但历史归根结底不是一种艺术的创造物,尽管它在一定程度上呈现过艺术的特征,但更多的是,在宏观上看,它是一种共时性的、必然的逻辑发展。在不同的民族与国度,我们都可以看到某种程度上接近的、可供比较的历史线索,这甚至包括已经消亡的民族在内。不同的文化处于不断融合、扬弃的过程,偶有逆转,可最终仍在前进,不可抗拒。

过多的浪漫主义诗情,恐怕对历史是有害的;当然,对历史理论而言,也同样如此,但历史本身是需要**的,连冷峻的黑格尔老头也这么说过。

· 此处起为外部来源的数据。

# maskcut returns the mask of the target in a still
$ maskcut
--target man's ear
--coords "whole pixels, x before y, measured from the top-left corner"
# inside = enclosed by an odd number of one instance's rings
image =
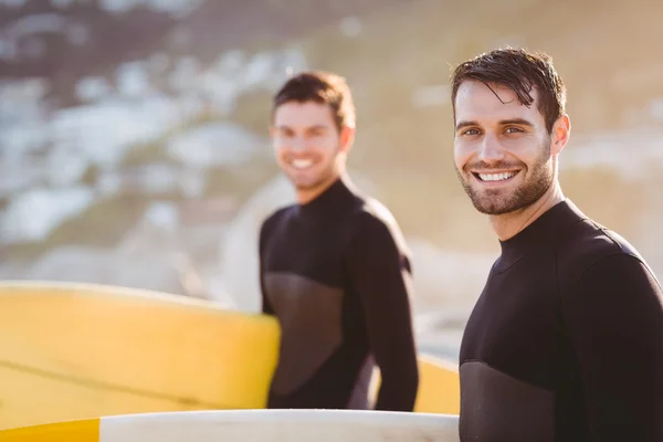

“一将功成万骨枯”,在西方则译作“伟大人物是公众的灾难”,并视我们这个爱好和平的民族的这句格言中包含了无数的经验和智慧,这自然是西方的理解。也许,正是中国“英雄的时代”延续得太久了,中华民族付出血的代价太大了。万里长城现在可以当做古迹、伟大的艺术品,运河也是如此,可秦始皇、隋场帝“暴君”之称是千古不易了。所以,强调历史是艺术,不仅让我们想起那些亡国之君,也想起这些既有辉煌功业、又罪恶滔天的历史的英雄人物——他们“假私以完成大公的事业”,这已是古代许多历史学家所作出的评价。

也许这样,传统的历史观念,就不要视广大百姓的生命为生命,只视为英雄人物的铺垫或工具,所以,中国历史上大规模的杀戮才那么多,暴君与暴民政治才那般相映生辉,至十年浩劫,竟有多少人付出了代价!

直到今天,人们仍在期待英雄——这已经是一个可悲的事实了。早在一百年前西方便有人说过,一个需要英雄的民族是个可怜的民族,进一步说,是一个奴化的、蒙昧的、未曾觉醒的民族——当整个民族被玩弄于一位君王或英雄的股掌之上,历史倒满可以称为艺术了。

艺术气质的英雄,要么是暴君,要么就是悲剧人物——其实,英雄人物又有几个不是悲剧人物呢,连暴君也同样是悲剧人物。暴君在其个人而言,并不见得就绝对是人们头脑中已形成的模式,秦始皇不也千古争议不休么?